De acordo com a Organização Mundial de Saúde (OMS), as vacinas salvaram mais de 150 milhões de vidas nos últimos 50 anos, o equivalente a seis por minuto. O impacto é resultado da adesão às campanhas essenciais para evitar surtos e proteger os mais vulneráveis. No Brasil, a vacinação é um dos pilares das políticas públicas de saúde desde a criação do Programa Nacional de Imunizações (PNI) em 1973, oferecendo gratuitamente imunizantes contra diversas doenças, reconhecido como um dos mais completos do mundo.
A queda nas taxas de cobertura vacinal tem preocupado autoridades sanitárias. Em 2021, nenhuma das principais vacinas do calendário infantil atingiu a meta de 95% recomendada pela OMS, cenário que aumenta o risco de reintrodução de doenças já controladas. “A vacinação em massa contribui para a chamada imunidade de rebanho, reduzindo a circulação de vírus e protegendo principalmente pessoas mais vulneráveis”, explica o infectologista Pedro Henrique Mendes. Há tradição na imunização, mas com riscos de desinformação.
“As vacinas são seguras e salvam vidas. No entanto, o boicote e as fake news podem comprometer esse avanço histórico.

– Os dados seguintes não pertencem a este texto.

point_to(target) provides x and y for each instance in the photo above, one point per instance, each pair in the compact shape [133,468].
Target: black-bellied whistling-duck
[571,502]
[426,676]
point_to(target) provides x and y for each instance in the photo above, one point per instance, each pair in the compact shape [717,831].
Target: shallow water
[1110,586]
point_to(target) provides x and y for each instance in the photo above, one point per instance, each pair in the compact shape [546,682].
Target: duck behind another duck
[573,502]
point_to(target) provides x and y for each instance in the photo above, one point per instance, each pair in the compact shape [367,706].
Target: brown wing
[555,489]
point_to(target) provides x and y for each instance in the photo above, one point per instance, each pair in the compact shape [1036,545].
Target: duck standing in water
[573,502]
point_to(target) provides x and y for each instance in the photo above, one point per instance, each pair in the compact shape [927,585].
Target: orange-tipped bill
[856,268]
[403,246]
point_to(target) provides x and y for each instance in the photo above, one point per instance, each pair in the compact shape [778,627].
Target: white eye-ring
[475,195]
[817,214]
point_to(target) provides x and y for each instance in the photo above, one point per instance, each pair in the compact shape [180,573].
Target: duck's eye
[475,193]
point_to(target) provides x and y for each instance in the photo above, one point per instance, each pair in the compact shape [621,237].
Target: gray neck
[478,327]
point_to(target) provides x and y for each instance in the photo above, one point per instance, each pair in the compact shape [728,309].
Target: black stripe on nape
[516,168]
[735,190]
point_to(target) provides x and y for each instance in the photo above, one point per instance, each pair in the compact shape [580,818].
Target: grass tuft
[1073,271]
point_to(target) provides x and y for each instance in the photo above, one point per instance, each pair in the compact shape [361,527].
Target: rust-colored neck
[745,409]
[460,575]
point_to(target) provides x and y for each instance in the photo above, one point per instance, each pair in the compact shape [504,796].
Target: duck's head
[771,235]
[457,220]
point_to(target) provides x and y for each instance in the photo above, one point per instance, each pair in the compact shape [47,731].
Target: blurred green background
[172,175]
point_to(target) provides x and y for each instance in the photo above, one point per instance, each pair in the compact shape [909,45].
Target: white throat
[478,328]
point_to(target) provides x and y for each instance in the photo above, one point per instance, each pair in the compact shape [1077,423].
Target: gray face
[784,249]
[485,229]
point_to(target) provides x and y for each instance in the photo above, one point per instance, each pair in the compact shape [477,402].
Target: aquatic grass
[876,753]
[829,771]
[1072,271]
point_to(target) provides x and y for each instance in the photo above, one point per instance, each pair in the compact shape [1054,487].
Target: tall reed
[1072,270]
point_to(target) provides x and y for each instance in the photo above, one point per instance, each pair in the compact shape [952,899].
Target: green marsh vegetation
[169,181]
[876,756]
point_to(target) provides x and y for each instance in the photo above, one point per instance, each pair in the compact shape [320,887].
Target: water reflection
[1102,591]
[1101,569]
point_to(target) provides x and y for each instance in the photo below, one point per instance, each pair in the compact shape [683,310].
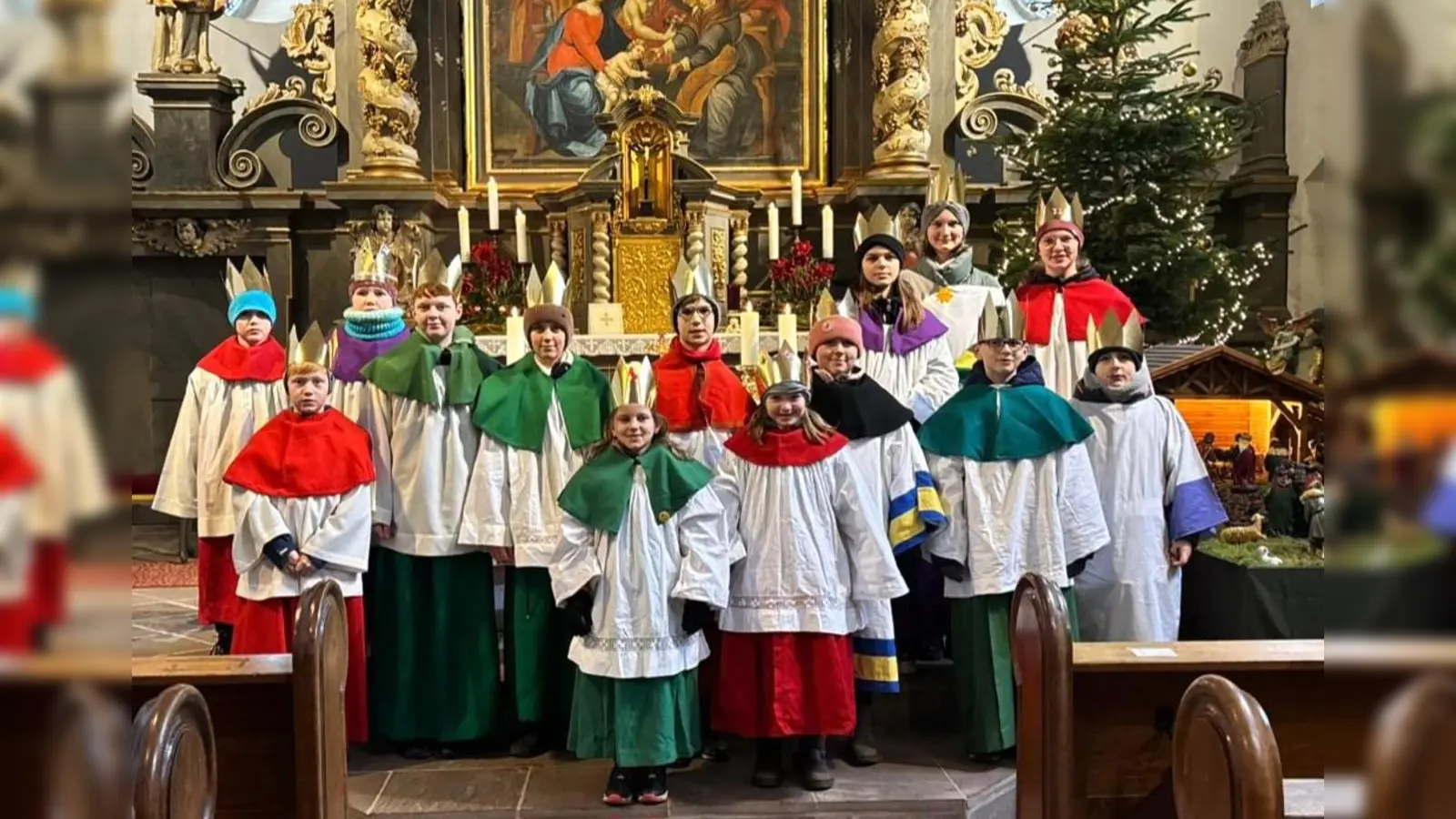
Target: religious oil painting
[541,72]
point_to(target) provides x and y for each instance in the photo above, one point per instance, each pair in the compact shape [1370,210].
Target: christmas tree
[1139,136]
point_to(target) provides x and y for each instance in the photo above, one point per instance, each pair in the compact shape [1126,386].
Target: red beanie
[834,329]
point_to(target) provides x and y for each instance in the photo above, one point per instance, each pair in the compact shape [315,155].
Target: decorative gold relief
[902,108]
[309,43]
[388,89]
[645,266]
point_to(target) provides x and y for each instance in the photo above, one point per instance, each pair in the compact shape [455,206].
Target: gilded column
[388,89]
[902,108]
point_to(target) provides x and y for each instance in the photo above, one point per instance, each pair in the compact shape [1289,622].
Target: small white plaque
[604,318]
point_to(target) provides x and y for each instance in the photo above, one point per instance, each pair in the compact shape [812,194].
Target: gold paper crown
[312,349]
[948,186]
[24,276]
[249,278]
[436,271]
[1057,208]
[829,308]
[551,290]
[633,383]
[784,366]
[375,266]
[1113,332]
[878,222]
[1002,322]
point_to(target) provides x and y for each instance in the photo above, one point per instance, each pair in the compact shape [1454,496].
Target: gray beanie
[936,208]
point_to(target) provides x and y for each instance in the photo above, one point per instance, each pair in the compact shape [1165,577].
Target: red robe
[296,457]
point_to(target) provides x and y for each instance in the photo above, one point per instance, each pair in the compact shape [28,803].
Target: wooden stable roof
[1223,372]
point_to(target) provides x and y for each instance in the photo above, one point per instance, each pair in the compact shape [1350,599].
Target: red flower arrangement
[798,278]
[491,288]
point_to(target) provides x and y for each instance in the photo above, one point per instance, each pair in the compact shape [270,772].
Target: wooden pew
[175,755]
[1225,758]
[277,720]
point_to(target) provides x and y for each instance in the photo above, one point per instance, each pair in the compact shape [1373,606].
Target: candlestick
[463,219]
[788,329]
[797,203]
[774,230]
[514,337]
[749,329]
[827,225]
[521,237]
[492,194]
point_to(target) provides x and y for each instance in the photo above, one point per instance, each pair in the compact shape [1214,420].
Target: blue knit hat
[252,300]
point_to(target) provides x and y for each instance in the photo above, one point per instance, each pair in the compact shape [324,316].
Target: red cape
[16,471]
[788,448]
[721,402]
[28,360]
[1081,300]
[305,457]
[233,361]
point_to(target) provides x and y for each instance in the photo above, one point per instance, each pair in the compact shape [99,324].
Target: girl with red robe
[303,493]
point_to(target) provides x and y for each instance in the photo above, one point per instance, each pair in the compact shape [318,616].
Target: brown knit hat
[836,329]
[555,314]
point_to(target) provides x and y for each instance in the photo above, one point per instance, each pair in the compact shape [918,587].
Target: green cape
[597,494]
[407,369]
[1011,423]
[513,405]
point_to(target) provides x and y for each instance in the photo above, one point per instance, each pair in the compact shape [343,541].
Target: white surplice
[216,420]
[1154,487]
[1008,518]
[813,541]
[513,491]
[422,460]
[331,528]
[642,576]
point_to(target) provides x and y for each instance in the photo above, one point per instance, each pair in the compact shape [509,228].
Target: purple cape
[900,343]
[349,354]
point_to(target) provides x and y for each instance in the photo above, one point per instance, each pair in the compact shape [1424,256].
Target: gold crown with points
[1002,322]
[436,271]
[878,222]
[550,290]
[633,383]
[692,281]
[312,349]
[248,278]
[948,186]
[1057,208]
[1113,332]
[779,368]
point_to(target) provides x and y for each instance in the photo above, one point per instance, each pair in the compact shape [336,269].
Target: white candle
[521,235]
[798,200]
[463,219]
[514,337]
[827,223]
[774,230]
[492,194]
[788,329]
[749,329]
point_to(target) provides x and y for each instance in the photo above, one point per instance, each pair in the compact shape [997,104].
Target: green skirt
[985,682]
[637,723]
[434,669]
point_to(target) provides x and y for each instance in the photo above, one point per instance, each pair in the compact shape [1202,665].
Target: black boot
[619,787]
[768,763]
[861,749]
[814,763]
[652,789]
[225,639]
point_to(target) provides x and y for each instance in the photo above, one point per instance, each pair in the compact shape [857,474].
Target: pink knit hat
[836,329]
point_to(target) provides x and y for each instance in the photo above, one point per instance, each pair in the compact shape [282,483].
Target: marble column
[902,82]
[388,95]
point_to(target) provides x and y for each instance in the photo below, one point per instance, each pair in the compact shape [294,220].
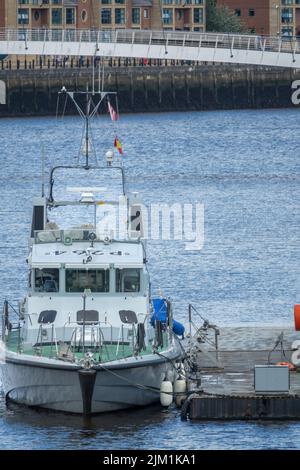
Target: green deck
[108,352]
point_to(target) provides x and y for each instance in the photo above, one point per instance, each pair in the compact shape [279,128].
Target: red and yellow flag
[118,145]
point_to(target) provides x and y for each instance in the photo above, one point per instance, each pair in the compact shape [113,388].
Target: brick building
[266,17]
[186,15]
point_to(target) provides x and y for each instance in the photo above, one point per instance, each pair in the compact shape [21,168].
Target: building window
[287,15]
[106,16]
[136,16]
[83,16]
[120,15]
[23,16]
[198,15]
[70,15]
[56,16]
[167,16]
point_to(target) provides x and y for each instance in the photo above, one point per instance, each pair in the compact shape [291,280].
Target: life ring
[297,317]
[288,364]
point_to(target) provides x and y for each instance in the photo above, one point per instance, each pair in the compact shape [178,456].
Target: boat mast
[87,115]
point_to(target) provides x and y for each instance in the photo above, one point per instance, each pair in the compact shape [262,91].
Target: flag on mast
[113,114]
[118,146]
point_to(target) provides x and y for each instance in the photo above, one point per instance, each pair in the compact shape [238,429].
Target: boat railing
[11,323]
[63,236]
[40,343]
[70,236]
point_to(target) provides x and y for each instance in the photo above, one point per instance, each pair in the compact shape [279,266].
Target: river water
[244,167]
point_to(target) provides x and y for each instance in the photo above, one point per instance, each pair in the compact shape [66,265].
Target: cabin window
[128,280]
[46,280]
[47,316]
[87,316]
[78,280]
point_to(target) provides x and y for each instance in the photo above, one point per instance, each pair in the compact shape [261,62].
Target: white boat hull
[57,387]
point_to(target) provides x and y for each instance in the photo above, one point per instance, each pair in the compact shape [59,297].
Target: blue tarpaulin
[160,313]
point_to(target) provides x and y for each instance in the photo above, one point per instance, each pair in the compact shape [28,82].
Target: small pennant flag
[113,114]
[118,146]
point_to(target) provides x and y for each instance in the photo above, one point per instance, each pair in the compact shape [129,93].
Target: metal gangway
[252,49]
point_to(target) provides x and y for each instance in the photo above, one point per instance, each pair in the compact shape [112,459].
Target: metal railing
[160,38]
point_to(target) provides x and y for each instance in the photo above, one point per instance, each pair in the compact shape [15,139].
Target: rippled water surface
[244,166]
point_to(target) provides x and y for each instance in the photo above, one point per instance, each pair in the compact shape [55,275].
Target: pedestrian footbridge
[171,45]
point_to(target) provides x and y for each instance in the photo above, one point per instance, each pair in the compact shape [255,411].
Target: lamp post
[278,8]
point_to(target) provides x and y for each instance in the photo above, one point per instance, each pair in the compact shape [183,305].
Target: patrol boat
[88,337]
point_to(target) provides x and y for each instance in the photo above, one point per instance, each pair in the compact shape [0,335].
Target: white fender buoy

A população deve se informar por meio de órgãos oficiais e combater a desinformação. Com menos pessoas vacinadas, aumenta o risco de reintrodução de doenças como o sarampo, além de pressionar o sistema de saúde”, alerta o infectologista da FSFX. Durante a Semana Mundial da Imunização, o especialista reforça que manter a caderneta em dia é uma medida essencial de proteção coletiva.